ANSTIEG DER REALEN RENDITEN

Was die Anleihemärkte angeht, ist Rob Waldner, Chief Strategist und Head of Macro Research, Invesco Fixed Income, davon überzeugt, dass der deutliche Anstieg der realen Renditen im zurückliegenden Jahr gute Möglichkeiten für Anleger eröffnet hat, in einem zunehmend förderlichen gesamtwirtschaftlichen Umfeld attraktive Gesamtrenditen aus Anleihen zu realisieren. „Unternehmensanleihen dürften von den lockereren Finanzierungsbedingungen infolge der Fed-Zinspause profitieren. Die Bewertungen von Kreditanlagen liegen in der Nähe ihres längerfristigen Medians, aber die Kreditfundamentaldaten sind positiv“, so Waldner.

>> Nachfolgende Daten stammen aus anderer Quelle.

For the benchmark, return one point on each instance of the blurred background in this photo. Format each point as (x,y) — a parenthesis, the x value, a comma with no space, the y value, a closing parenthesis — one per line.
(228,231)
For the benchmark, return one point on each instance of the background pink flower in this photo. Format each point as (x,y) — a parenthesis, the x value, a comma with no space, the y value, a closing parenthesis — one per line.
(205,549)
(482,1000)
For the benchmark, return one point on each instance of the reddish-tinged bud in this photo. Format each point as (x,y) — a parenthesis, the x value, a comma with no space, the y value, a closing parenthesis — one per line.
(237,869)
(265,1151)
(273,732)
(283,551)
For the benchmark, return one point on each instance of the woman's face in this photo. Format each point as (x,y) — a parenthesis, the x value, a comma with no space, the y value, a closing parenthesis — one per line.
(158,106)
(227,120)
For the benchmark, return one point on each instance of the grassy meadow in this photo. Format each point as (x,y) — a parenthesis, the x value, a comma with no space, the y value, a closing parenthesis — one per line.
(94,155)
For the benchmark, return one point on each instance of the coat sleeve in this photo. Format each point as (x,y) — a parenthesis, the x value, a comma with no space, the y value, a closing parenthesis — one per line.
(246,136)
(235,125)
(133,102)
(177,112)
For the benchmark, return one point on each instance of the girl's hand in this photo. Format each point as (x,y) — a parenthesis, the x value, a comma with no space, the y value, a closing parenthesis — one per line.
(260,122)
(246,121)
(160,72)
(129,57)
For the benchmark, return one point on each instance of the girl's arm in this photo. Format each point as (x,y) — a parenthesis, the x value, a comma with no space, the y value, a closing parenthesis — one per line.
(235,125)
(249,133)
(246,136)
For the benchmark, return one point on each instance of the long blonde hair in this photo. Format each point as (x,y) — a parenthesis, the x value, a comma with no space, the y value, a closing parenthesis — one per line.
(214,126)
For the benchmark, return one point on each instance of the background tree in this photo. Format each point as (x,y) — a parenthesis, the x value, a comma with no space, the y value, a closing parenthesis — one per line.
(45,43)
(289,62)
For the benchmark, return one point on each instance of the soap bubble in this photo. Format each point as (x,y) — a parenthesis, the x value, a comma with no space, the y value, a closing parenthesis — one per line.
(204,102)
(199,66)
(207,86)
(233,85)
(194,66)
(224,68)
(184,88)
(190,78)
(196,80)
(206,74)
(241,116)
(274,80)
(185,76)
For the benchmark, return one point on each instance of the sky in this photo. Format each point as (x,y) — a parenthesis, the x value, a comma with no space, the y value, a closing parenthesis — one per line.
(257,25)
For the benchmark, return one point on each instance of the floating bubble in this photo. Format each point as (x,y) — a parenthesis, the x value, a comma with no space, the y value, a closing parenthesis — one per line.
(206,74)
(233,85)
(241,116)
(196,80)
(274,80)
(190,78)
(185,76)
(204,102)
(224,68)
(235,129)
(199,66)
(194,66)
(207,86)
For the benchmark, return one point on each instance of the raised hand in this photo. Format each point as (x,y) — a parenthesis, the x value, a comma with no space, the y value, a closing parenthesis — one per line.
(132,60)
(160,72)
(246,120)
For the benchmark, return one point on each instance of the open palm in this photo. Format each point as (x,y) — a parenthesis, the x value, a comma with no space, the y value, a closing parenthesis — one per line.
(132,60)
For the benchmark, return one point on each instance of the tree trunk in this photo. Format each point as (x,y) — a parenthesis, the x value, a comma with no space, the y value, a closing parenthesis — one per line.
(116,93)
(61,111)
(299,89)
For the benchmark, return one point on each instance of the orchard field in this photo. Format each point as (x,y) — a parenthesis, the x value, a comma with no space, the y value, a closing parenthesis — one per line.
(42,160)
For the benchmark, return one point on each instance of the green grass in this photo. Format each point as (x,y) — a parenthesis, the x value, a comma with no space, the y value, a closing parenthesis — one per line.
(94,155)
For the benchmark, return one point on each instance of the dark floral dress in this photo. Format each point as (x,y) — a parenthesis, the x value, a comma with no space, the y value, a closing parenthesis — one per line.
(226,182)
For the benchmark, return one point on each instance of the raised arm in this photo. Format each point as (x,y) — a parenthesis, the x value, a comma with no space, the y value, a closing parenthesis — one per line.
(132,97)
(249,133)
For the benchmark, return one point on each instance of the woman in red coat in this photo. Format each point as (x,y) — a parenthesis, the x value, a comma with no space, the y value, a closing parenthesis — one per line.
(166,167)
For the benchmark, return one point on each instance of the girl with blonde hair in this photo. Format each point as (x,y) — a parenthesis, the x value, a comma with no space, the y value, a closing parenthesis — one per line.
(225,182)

Der Invesco-Experte bevorzugt hochwertige Papiere wie Investment-Grade-Unternehmensanleihen und Kommunalanleihen sowie bestimmte verbriefte Anlageklassen.

Die Investmentexperten von Invesco sehen auch Möglichkeiten, mittelfristig hohe Renditen aus Emerging-Market-Anlagen zu erzielen, die sie im Vergleich zu ihren Industrieländer-Pendants für attraktiv bewertet halten. Beispielsweise sei der Spread zwischen auf USD lautenden Staatsanleihen von Schwellenländern und US-Staatsanleihen höher als normal.

In der Vergangenheit sei es zwar infolge einer Lockerung der Fed-Geldpolitik häufig zu einer unterdurchschnittlichen Performance von EM-Anlagen gekommen – die Invesco-Experten führen die schwache Performance von EM-Anlagen in den letzten 18 Monaten jedoch auf den starken Anstieg der US-Anleiherenditen und die Aufwertung des US-Dollars zurück und rechnen mit einem weiterhin untypischen Zyklus. „Die Lockerung der Fed-Geldpolitik und der dadurch schwächere US-Dollar dürften positiv für risikoreichere Anlagewerte, einschließlich der Emerging Markets, sein“, sagt Mo Haghbin, Head of Solutions, Invesco Investment Solutions. Dabei dürften die EM-Anlagen auch von der Erholung der chinesischen Wirtschaft profitieren.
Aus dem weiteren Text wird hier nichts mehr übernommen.